Il "saluto" dallo spazio agli abitanti della città di Chelyabinsk, nella regione dei Monti Urali, sotto forma di frammenti di un grosso bolide esploso nell'atmosfera è l'ennesima eclatante conferma del fatto che l'umanità ha bisogno di un sistema efficace di allarme e di intercettamento degli oggetti provenienti dal cosmo, non creati dall'uomo, che si avvicinano pericolosamente alla Terra.

Dopo quanto è accaduto a metà febbraio 2013 a Chelyabinsk, una vera e propria tragedia in cui sono rimaste ferite oltre un migliaio di persone, in Russia si torna a parlare della creazione di un sistema universale di allerta per i pericoli provenienti dallo spazio. Il vicepremier e presidente della Commissione per l'Industria militare Dmitri Rogozin si è espresso ancora una volta a favore della creazione di un sistema di rilevamento degli oggetti spaziali pericolosi.  
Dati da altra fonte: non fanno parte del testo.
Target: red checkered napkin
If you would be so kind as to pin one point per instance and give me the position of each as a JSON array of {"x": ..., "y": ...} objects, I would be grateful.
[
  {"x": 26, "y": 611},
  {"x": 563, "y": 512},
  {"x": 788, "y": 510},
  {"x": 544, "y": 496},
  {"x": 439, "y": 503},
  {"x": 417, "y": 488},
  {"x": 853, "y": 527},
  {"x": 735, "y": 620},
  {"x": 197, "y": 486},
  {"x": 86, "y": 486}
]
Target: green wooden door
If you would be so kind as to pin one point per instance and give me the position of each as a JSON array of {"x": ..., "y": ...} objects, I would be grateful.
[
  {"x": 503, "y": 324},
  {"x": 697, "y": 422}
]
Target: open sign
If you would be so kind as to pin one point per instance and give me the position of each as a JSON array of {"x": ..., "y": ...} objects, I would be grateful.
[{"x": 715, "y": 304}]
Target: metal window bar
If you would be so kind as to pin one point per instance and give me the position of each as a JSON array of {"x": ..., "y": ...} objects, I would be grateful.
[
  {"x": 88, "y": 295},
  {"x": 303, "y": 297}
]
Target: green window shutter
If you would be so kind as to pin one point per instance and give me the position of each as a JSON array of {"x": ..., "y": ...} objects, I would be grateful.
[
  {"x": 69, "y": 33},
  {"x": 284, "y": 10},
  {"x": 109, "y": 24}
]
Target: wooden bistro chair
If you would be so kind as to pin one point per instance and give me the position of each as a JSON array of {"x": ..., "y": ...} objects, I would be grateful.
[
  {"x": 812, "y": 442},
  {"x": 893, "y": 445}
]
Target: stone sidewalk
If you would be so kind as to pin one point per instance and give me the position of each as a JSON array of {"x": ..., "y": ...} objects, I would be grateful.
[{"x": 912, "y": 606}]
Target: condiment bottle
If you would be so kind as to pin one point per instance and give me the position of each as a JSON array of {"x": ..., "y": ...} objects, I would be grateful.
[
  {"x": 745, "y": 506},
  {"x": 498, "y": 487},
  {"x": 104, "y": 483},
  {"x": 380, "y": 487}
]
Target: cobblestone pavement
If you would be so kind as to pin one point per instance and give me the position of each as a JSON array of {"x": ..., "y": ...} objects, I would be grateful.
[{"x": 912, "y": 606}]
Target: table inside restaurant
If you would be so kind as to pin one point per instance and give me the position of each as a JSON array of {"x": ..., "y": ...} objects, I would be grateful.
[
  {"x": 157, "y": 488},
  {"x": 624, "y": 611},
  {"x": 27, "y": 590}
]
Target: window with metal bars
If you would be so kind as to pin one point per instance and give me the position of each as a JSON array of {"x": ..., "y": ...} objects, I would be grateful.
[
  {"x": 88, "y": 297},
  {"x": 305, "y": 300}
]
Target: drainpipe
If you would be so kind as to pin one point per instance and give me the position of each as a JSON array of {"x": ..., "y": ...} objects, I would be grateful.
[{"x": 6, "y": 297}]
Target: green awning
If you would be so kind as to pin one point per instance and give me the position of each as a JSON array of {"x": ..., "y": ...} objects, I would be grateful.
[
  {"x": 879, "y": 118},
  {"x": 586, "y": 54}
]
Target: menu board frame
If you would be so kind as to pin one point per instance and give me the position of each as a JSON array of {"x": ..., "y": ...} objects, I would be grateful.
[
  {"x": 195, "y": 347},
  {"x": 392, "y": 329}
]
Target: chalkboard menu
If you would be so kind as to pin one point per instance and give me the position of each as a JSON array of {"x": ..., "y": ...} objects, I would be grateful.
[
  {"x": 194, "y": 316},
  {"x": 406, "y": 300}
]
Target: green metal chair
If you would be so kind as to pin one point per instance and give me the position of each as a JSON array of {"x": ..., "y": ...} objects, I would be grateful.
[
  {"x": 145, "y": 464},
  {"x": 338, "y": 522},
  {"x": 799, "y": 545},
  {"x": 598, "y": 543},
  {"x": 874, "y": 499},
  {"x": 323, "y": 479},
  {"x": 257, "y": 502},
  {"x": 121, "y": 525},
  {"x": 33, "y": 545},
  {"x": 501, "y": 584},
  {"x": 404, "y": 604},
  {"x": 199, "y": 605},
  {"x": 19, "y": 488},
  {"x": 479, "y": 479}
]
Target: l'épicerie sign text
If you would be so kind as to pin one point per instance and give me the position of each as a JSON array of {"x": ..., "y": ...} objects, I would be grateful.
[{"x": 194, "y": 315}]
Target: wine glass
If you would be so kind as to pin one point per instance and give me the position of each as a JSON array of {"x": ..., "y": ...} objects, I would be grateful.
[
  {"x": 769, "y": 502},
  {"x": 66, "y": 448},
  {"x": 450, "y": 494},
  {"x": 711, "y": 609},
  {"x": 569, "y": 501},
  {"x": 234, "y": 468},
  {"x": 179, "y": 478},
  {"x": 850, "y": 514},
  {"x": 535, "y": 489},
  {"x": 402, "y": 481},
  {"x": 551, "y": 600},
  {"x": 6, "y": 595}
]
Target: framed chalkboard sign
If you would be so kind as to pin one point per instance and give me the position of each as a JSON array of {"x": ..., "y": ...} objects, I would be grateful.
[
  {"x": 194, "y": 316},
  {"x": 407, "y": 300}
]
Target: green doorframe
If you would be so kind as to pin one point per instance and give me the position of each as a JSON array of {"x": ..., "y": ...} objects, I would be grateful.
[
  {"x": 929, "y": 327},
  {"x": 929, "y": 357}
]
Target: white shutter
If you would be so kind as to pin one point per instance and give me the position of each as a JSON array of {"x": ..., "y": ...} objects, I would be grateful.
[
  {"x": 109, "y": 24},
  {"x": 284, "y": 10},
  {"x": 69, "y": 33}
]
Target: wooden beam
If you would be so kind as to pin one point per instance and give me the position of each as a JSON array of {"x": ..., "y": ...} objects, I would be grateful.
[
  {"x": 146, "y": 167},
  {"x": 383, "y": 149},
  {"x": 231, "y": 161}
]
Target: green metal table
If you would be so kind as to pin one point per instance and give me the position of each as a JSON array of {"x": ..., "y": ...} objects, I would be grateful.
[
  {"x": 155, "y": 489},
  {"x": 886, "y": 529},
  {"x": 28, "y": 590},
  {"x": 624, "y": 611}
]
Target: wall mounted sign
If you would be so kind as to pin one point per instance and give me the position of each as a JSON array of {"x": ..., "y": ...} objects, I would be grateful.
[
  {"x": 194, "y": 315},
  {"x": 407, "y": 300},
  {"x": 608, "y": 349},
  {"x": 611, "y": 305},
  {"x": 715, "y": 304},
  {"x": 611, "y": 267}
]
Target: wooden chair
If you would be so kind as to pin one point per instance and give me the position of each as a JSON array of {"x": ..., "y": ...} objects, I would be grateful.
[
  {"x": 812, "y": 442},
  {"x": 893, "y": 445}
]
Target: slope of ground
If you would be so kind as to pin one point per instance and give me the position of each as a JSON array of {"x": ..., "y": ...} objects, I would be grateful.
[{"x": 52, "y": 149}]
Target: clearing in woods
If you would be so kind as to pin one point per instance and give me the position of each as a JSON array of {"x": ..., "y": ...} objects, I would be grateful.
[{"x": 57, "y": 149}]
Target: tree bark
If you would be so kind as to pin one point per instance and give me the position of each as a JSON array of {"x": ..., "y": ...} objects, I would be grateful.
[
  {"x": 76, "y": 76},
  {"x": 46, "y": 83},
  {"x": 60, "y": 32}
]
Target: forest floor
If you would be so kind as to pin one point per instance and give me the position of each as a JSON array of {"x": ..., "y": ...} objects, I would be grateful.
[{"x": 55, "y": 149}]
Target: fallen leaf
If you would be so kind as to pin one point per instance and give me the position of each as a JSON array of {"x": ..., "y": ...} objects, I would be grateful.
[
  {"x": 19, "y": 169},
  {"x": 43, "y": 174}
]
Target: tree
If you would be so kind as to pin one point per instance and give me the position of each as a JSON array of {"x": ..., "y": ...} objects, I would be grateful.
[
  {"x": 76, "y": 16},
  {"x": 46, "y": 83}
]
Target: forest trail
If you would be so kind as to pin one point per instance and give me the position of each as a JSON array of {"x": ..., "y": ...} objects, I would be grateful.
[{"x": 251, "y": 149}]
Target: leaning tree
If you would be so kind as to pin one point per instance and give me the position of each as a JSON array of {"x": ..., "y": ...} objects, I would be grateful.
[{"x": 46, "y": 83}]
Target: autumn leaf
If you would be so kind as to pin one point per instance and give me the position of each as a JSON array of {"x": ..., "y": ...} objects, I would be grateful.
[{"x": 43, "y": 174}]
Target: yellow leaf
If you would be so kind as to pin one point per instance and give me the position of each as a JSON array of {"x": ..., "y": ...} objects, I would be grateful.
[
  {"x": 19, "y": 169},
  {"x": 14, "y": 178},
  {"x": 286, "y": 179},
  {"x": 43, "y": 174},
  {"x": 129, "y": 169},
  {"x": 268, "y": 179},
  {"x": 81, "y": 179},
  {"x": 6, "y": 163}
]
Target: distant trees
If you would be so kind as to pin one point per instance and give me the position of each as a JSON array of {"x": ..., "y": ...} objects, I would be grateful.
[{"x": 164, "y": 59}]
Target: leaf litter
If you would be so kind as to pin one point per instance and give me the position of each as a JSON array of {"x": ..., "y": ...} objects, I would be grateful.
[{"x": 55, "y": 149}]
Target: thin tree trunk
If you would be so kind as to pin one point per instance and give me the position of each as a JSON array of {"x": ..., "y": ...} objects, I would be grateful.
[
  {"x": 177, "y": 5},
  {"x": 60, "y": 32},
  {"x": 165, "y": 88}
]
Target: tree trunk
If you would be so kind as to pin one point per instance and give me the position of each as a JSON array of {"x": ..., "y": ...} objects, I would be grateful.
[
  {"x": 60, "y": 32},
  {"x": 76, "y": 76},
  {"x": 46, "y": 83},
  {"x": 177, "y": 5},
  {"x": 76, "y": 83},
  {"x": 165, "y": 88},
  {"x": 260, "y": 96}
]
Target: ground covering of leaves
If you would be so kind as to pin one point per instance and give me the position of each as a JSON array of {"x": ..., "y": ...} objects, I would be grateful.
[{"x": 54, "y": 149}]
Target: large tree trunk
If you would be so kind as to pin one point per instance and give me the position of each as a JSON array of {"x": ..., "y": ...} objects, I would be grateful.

"L'umanità dovrà creare un sistema di rilevamento e di neutralizzazione degli oggetti pericolosi per la Terra", ha dichiarato Rogozin su Twitter. Il vicepremier due anni fa aveva già avanzato una proposta simile, in qualità di rappresentante speciale del Presidente russo, riguardo al sistema di difesa antimissilistica realizzato in Europa dagli americani. Rogozin aveva proposto di riorientare il sistema antimissilistico puntandolo verso gli asteroidi, ma all'epoca l'idea del vicepremier non aveva avuto seguito. 

Alcuni giorni dopo la disintegrazione di un meteorite sopra la città di Chelyabinsk, gli esperti dell'Istituto di Astronomia dell'Accademia delle Scienze della Russia hanno reso noto di avere elaborato insieme agli specialisti dell'industria aerospaziale russa un programma federale per difendere il paese dai pericoli provenienti dallo spazio. Si è saputo inoltre che gli scienziati stanno lavorando al programma fin dal 2010.

Come ha raccontato ai giornalisti la responsabile del settore di astrometria spaziale dell'Istituto di Aastronomia dell'Accademia delle Scienze russa Lidia Rykhlova, le spese per la realizzazione del programma ammonteranno a circa 58 miliardi di rubli e il tempo richiesto è di 10 anni. Rykhlova ha osservato che il programma riguarda la minaccia rappresentata sia dagli asteroidi che dai rifiuti spaziali.

Come ha spiegato l'esperta in un'intervista al periodico online russo Gazeta.ru, il programma prevede un ammodernamento dei piccoli telescopi delle scuole e delle università (con specchio di diametro fino a 60 centimetri), oltre alla costruzione di alcuni grandi telescopi grandangolari (con specchio di diametro intorno ai due metri). Il loro compito sarà quello di monitorare il cielo in cerca di potenziali pericoli. È indispensabile inoltre la creazione di un centro unico di informazione e analisi, simile a quello esistente negli Usa.